From a regulatory perspective, the authors situate IGD-related AI within emerging frameworks such as the EU Artificial Intelligence Act and international guidelines for trustworthy AI in healthcare. They argue that compliance must go beyond formal regulation to include continuous monitoring, bias testing, and post-deployment evaluation.
A cautious path forward
The review outlines a roadmap for responsible development grounded in evidence, ethics, and human-centered care.
Hybrid human–AI models emerge as the most viable approach. In such systems, AI handles low-risk, high-frequency tasks such as screening conversations, psychoeducation, and progress summaries, while clinicians manage diagnosis, complex therapy, and crisis intervention.
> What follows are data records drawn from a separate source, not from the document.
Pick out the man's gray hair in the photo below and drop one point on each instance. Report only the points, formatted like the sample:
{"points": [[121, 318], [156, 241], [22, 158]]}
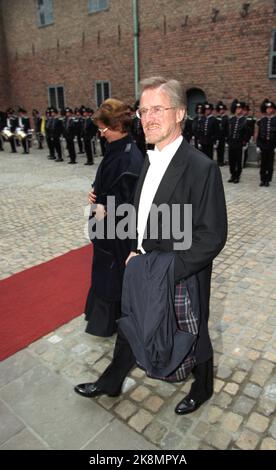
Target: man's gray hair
{"points": [[172, 87]]}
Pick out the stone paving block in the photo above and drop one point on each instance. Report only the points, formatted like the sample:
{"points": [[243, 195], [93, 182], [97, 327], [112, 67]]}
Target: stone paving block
{"points": [[231, 422], [10, 424], [213, 414], [243, 405], [140, 393], [118, 435], [268, 444], [14, 366], [171, 440], [125, 409], [153, 403], [239, 376], [222, 400], [231, 388], [257, 422], [219, 439], [140, 420], [58, 411], [272, 429], [247, 440], [155, 432], [218, 385], [252, 390], [24, 440]]}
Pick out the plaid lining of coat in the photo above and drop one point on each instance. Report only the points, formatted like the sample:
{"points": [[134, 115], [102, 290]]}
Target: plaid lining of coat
{"points": [[186, 321]]}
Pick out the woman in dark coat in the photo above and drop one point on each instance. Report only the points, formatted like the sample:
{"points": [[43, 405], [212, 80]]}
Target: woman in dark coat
{"points": [[116, 176]]}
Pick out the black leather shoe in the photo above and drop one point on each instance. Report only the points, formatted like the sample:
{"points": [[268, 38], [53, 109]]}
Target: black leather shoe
{"points": [[188, 405], [91, 390]]}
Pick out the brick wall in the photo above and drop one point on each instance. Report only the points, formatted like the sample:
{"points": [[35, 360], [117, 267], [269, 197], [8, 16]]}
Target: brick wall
{"points": [[4, 72], [226, 59]]}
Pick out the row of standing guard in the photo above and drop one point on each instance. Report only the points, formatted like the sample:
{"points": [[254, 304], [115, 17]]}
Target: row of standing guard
{"points": [[53, 128], [211, 133]]}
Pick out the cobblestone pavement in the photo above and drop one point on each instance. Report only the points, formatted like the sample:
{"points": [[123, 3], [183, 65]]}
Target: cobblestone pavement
{"points": [[42, 217]]}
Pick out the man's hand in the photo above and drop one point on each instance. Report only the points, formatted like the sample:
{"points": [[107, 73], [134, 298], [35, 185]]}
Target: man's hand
{"points": [[131, 254], [92, 197], [99, 212]]}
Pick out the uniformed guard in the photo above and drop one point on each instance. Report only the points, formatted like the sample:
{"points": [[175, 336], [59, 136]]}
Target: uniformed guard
{"points": [[55, 132], [89, 132], [187, 131], [208, 131], [70, 124], [38, 124], [223, 121], [237, 139], [251, 121], [266, 141], [23, 130], [12, 124], [197, 123], [79, 128], [3, 123]]}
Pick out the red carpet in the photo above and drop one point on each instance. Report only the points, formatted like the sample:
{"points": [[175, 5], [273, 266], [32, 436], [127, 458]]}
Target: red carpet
{"points": [[36, 301]]}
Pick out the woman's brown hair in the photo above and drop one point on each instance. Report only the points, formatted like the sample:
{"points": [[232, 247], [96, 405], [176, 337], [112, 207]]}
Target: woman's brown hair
{"points": [[114, 114]]}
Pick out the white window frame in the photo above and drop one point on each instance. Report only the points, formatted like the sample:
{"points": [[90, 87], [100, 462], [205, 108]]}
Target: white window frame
{"points": [[45, 7], [55, 87], [102, 83], [272, 54]]}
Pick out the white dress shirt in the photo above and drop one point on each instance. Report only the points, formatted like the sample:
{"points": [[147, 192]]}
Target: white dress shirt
{"points": [[159, 162]]}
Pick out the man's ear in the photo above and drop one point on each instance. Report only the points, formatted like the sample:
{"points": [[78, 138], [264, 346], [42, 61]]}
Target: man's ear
{"points": [[180, 114]]}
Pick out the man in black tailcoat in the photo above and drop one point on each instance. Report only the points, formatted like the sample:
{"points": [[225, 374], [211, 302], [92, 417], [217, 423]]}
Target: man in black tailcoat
{"points": [[173, 174]]}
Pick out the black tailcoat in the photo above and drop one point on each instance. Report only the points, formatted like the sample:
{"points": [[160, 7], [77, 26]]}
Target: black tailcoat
{"points": [[192, 178]]}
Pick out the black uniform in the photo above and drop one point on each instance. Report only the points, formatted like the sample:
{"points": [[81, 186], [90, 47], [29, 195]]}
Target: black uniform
{"points": [[188, 129], [38, 128], [89, 131], [238, 137], [251, 121], [69, 131], [223, 122], [208, 134], [12, 124], [25, 126], [79, 129], [55, 129], [266, 141], [3, 122]]}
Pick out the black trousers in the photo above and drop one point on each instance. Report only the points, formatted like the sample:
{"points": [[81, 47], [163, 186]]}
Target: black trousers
{"points": [[88, 150], [267, 163], [12, 142], [123, 361], [208, 150], [80, 143], [220, 152], [235, 161], [71, 149]]}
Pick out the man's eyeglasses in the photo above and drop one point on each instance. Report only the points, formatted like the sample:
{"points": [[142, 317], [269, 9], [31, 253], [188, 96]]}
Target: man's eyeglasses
{"points": [[157, 111]]}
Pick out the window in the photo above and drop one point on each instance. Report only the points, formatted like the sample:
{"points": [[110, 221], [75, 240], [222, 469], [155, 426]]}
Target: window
{"points": [[56, 97], [272, 60], [97, 5], [45, 12], [102, 92]]}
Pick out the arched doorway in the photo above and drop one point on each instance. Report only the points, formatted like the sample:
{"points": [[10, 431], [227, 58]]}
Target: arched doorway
{"points": [[194, 96]]}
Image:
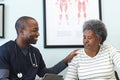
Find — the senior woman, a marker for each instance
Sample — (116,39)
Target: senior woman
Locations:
(95,61)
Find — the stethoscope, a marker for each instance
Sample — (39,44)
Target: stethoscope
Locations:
(32,60)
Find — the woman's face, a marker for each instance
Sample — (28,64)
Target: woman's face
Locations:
(31,32)
(90,40)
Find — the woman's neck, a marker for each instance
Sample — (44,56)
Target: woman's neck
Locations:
(92,52)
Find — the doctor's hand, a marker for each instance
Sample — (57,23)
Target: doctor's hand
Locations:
(70,56)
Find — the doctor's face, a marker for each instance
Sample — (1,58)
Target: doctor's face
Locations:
(30,32)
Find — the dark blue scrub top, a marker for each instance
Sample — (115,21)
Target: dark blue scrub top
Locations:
(12,58)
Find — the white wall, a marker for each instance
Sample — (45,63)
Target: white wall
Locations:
(15,8)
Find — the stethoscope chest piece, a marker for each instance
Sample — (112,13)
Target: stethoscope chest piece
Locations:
(19,75)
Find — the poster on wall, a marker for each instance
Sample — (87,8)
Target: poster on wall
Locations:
(1,20)
(63,21)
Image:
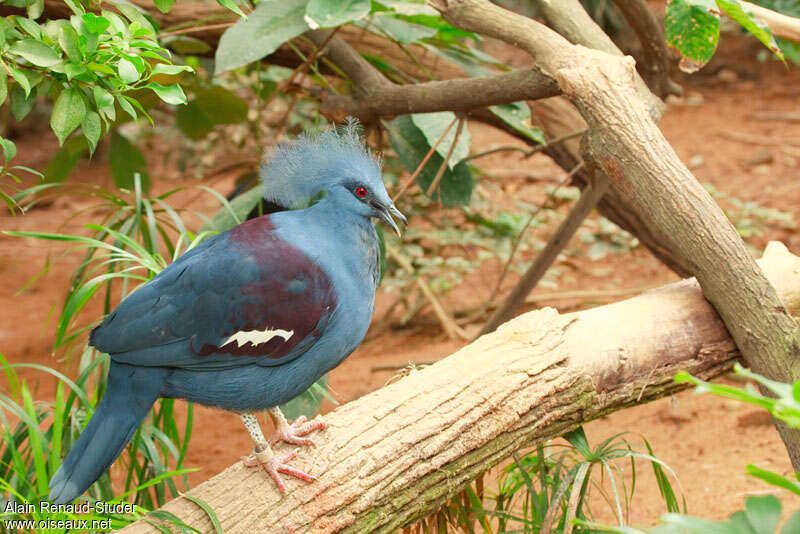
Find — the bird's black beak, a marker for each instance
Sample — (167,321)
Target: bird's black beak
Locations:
(385,214)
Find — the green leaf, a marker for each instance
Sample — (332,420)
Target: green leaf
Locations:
(30,27)
(164,5)
(135,14)
(21,78)
(518,116)
(171,94)
(400,30)
(126,160)
(104,101)
(95,24)
(68,113)
(92,129)
(434,125)
(577,439)
(455,187)
(9,148)
(127,71)
(36,52)
(35,9)
(3,86)
(210,107)
(164,68)
(270,25)
(65,160)
(759,30)
(792,525)
(186,45)
(235,212)
(69,41)
(692,27)
(330,13)
(20,104)
(763,513)
(126,106)
(231,6)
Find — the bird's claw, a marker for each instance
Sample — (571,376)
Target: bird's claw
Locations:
(293,432)
(276,465)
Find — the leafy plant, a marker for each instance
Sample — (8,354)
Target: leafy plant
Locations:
(693,28)
(546,489)
(88,64)
(36,434)
(761,514)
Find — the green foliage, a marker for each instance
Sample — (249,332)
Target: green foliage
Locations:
(436,126)
(330,13)
(36,435)
(518,116)
(210,107)
(408,140)
(750,218)
(84,63)
(264,30)
(761,514)
(127,163)
(551,486)
(693,28)
(790,49)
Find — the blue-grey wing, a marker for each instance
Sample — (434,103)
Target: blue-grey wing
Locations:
(245,296)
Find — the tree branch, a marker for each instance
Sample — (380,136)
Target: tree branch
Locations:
(625,142)
(376,97)
(779,24)
(398,453)
(657,63)
(459,95)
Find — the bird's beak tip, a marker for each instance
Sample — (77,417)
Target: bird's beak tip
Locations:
(388,214)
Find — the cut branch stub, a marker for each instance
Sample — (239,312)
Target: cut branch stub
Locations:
(397,454)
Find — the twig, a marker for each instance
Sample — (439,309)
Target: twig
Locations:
(518,240)
(650,31)
(779,24)
(528,152)
(443,167)
(198,29)
(424,162)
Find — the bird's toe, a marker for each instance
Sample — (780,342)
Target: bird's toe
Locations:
(277,465)
(293,433)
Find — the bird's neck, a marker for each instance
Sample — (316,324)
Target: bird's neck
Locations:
(360,252)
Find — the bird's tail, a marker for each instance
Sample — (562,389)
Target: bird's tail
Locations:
(130,393)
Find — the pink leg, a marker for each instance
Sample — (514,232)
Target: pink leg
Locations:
(276,465)
(293,432)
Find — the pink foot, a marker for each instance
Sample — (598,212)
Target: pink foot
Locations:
(276,465)
(293,432)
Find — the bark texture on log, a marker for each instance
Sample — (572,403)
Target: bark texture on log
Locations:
(398,453)
(617,209)
(624,141)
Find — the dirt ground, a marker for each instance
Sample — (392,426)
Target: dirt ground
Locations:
(706,441)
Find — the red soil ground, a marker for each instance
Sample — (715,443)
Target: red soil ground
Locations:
(707,441)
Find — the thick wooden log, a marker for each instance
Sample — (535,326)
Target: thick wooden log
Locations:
(398,453)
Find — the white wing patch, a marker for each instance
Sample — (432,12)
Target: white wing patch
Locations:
(256,337)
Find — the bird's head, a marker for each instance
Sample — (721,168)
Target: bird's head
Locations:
(334,163)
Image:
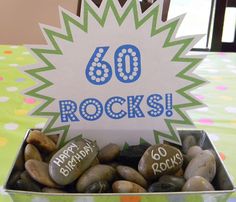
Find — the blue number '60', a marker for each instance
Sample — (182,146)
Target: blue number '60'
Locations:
(127,61)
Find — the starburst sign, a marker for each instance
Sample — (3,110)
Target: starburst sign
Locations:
(115,74)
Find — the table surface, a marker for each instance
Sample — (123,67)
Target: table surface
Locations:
(218,118)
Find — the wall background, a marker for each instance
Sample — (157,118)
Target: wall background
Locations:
(19,19)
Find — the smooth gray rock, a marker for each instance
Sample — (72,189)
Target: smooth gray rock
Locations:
(72,160)
(158,160)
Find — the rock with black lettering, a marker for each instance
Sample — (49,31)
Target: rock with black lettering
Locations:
(204,165)
(158,160)
(72,160)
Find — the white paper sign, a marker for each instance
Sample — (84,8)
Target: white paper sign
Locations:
(115,74)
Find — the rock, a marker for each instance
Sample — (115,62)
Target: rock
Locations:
(54,138)
(94,174)
(31,152)
(19,164)
(131,175)
(158,160)
(188,142)
(30,183)
(41,141)
(203,165)
(179,173)
(52,190)
(95,162)
(15,175)
(163,187)
(109,153)
(197,183)
(72,160)
(177,181)
(131,155)
(194,151)
(122,186)
(98,187)
(187,159)
(38,170)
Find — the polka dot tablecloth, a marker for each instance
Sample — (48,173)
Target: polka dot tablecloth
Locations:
(218,118)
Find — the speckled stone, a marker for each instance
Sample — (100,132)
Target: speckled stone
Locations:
(38,170)
(194,151)
(158,160)
(123,186)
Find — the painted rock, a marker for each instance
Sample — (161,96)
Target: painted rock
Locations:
(197,183)
(163,187)
(194,151)
(31,152)
(94,174)
(132,175)
(68,163)
(123,186)
(41,141)
(203,165)
(38,170)
(98,187)
(188,142)
(158,160)
(109,153)
(131,155)
(177,181)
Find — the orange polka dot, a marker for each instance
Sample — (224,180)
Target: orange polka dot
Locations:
(130,198)
(222,156)
(7,52)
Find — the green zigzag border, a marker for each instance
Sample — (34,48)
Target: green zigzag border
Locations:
(152,13)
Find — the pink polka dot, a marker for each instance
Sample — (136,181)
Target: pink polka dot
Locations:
(30,100)
(221,87)
(206,121)
(200,97)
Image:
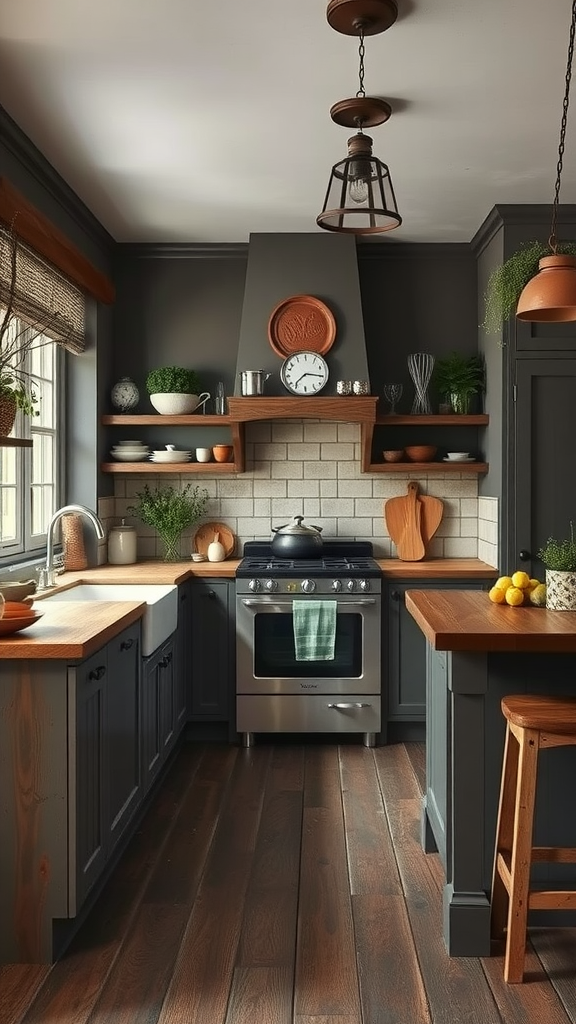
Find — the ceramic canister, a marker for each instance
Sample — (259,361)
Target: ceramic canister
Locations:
(122,545)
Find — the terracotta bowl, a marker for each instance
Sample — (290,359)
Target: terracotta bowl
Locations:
(222,453)
(420,453)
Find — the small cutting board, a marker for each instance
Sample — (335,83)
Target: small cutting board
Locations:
(412,520)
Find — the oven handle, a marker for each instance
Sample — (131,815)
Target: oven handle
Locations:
(252,602)
(356,704)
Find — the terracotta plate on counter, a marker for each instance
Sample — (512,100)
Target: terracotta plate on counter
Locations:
(301,323)
(13,624)
(207,532)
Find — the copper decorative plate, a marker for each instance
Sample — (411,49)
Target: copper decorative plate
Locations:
(301,323)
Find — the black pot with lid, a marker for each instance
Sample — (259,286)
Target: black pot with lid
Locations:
(296,541)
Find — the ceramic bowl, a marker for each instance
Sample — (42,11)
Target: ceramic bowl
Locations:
(420,453)
(222,453)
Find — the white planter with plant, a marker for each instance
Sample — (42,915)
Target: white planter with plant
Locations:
(170,512)
(174,390)
(560,559)
(457,378)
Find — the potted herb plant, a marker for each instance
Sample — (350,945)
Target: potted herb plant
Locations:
(560,560)
(507,281)
(457,378)
(174,390)
(170,512)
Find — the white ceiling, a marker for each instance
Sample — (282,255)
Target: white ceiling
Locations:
(181,121)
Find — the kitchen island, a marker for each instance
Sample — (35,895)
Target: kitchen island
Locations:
(478,652)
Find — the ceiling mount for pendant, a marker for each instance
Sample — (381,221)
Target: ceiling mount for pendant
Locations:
(373,15)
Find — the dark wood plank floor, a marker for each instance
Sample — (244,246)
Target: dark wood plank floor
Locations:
(284,885)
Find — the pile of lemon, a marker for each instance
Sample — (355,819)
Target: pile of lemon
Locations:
(519,589)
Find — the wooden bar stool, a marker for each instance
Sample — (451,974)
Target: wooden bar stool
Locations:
(533,723)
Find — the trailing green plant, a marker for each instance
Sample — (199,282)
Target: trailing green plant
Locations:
(172,380)
(170,511)
(507,281)
(560,555)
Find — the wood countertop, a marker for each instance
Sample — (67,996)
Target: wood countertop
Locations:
(467,621)
(64,634)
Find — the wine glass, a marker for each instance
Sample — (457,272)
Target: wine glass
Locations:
(393,394)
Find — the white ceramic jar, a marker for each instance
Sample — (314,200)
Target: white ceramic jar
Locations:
(122,545)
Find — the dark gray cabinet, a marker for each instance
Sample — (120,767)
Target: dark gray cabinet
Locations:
(543,488)
(158,722)
(105,748)
(212,648)
(404,649)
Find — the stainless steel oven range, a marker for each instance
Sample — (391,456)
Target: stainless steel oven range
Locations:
(276,690)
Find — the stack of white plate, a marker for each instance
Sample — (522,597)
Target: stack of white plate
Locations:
(130,452)
(165,456)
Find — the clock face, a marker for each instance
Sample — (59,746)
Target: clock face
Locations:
(304,373)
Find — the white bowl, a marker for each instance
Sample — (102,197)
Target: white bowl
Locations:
(164,456)
(128,456)
(173,403)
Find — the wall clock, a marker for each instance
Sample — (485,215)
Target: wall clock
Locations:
(304,373)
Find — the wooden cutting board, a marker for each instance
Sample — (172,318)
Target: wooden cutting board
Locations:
(412,520)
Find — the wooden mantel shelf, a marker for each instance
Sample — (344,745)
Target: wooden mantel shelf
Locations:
(355,409)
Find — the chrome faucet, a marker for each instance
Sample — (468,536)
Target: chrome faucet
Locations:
(47,574)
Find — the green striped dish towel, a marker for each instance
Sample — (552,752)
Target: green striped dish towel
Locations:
(315,630)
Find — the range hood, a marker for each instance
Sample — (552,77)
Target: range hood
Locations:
(318,264)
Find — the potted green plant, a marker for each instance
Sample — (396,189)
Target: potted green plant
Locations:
(170,512)
(560,560)
(174,390)
(507,281)
(457,378)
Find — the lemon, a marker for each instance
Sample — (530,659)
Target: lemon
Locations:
(521,580)
(538,596)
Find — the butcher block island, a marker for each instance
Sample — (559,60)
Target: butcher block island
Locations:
(477,653)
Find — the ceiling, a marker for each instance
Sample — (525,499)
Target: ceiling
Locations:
(184,122)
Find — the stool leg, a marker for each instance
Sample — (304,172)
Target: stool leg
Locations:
(504,835)
(522,854)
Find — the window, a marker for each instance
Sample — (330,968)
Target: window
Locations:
(30,478)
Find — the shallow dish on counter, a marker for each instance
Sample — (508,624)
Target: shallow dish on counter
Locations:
(14,624)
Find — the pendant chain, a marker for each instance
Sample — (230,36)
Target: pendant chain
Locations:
(552,239)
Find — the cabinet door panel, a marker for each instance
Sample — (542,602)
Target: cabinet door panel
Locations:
(211,649)
(123,748)
(544,496)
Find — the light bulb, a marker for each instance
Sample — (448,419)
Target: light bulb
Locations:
(359,190)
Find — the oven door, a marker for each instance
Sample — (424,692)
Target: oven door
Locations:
(266,657)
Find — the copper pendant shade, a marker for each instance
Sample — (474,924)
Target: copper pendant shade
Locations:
(549,297)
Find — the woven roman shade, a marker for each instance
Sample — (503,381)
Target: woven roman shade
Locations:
(39,294)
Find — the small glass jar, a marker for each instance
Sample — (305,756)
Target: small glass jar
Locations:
(122,545)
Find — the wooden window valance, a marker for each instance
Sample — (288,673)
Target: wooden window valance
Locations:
(45,240)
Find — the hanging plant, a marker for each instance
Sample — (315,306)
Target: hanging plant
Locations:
(506,282)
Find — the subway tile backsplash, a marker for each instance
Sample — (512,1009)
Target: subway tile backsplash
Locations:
(312,468)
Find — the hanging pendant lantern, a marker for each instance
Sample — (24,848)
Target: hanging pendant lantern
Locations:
(549,297)
(360,198)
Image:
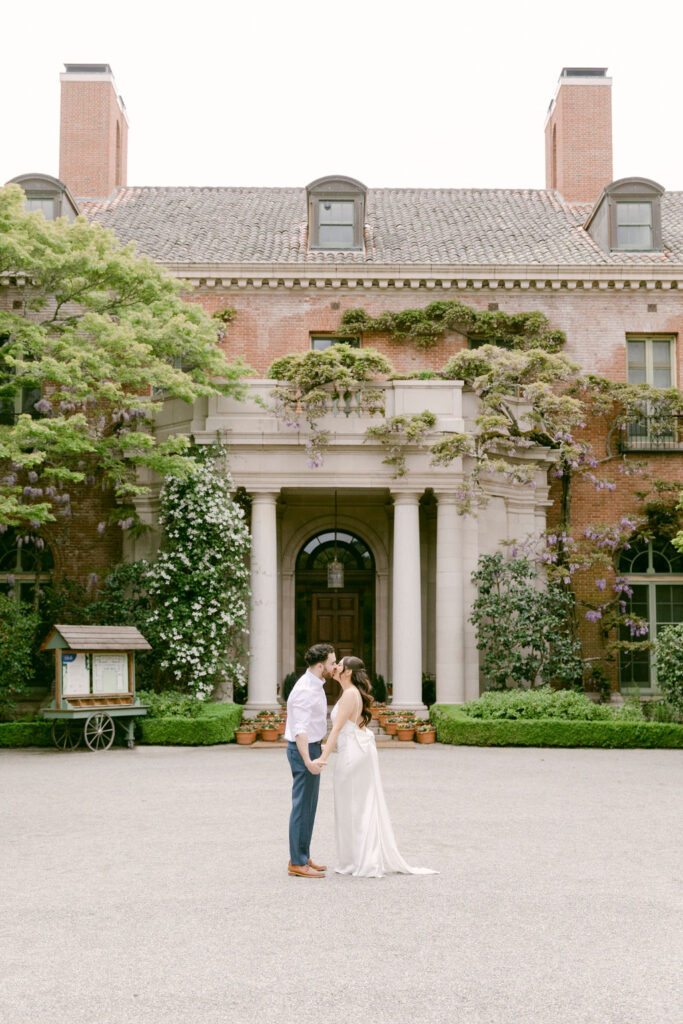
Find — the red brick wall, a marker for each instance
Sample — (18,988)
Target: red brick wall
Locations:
(579,140)
(274,323)
(90,118)
(271,323)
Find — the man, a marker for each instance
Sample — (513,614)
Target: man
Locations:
(306,726)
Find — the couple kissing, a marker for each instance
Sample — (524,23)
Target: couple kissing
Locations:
(365,840)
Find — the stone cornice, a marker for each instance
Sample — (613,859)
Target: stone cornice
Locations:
(429,275)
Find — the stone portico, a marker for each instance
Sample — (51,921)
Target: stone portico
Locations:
(407,611)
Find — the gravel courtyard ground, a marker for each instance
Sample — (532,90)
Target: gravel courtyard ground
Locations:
(151,886)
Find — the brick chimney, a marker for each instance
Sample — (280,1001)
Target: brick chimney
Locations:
(579,134)
(93,132)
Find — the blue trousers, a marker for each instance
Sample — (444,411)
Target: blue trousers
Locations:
(305,786)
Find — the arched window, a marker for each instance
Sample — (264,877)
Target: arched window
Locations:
(25,562)
(319,551)
(654,570)
(344,617)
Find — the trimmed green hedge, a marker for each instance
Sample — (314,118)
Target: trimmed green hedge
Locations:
(215,724)
(455,726)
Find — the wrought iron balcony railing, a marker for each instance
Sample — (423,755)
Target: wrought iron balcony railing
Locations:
(653,433)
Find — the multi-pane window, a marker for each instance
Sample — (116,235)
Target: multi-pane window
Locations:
(23,566)
(43,203)
(336,223)
(650,360)
(13,401)
(634,226)
(654,569)
(318,342)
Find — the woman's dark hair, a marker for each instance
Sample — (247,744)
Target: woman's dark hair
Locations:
(317,653)
(360,680)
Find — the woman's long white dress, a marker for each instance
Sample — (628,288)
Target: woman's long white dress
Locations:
(366,844)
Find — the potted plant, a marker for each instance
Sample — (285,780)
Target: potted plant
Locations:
(384,716)
(406,730)
(268,729)
(425,732)
(246,733)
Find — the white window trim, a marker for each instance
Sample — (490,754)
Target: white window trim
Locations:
(651,581)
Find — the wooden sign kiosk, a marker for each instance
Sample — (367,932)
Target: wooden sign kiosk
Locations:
(94,683)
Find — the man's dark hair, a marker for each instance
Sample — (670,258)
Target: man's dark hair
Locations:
(317,653)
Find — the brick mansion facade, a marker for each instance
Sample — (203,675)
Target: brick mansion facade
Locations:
(602,259)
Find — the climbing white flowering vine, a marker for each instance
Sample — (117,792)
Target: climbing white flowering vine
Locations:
(200,582)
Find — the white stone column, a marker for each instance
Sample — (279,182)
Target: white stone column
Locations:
(263,619)
(407,604)
(470,556)
(450,603)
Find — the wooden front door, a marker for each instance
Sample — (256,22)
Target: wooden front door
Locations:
(335,620)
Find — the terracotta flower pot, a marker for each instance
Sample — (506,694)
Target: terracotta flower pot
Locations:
(426,737)
(406,732)
(269,733)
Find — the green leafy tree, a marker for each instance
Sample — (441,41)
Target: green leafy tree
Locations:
(669,655)
(522,628)
(309,381)
(18,627)
(101,334)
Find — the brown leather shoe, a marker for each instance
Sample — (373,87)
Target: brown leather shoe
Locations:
(304,871)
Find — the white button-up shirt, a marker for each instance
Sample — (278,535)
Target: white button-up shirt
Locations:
(307,709)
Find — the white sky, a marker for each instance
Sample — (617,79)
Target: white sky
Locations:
(394,93)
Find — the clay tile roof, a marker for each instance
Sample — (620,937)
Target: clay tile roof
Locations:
(469,226)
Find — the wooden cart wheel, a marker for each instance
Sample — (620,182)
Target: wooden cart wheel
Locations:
(66,734)
(99,731)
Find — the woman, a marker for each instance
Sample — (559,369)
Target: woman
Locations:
(366,845)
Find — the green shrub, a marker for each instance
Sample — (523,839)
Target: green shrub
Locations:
(455,726)
(544,702)
(669,655)
(660,711)
(215,724)
(17,636)
(170,704)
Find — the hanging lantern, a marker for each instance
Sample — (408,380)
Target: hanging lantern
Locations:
(335,568)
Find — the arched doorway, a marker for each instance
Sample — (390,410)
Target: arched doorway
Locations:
(344,617)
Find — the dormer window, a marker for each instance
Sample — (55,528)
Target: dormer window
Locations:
(43,203)
(634,225)
(628,216)
(48,195)
(336,214)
This division of labor could expand reach without sacrificing safety.
The authors also point to future opportunities in multimodal integration. Combining language models with wearable data or gaming platform APIs could enable earlier detection of harmful patterns, provided users give informed consent and data minimization principles are enforced. Longitudinal studies integrating behavioral, linguistic, and physiological signals may improve understanding of IGD progression.
Additionally, the review calls for rigorous clinical trials. Randomized controlled studies with diverse populations are needed to establish whether AI-supported interventions reduce gaming time, improve functioning, and sustain recovery. Without such evidence, AI applications should remain adjunctive rather than standalone.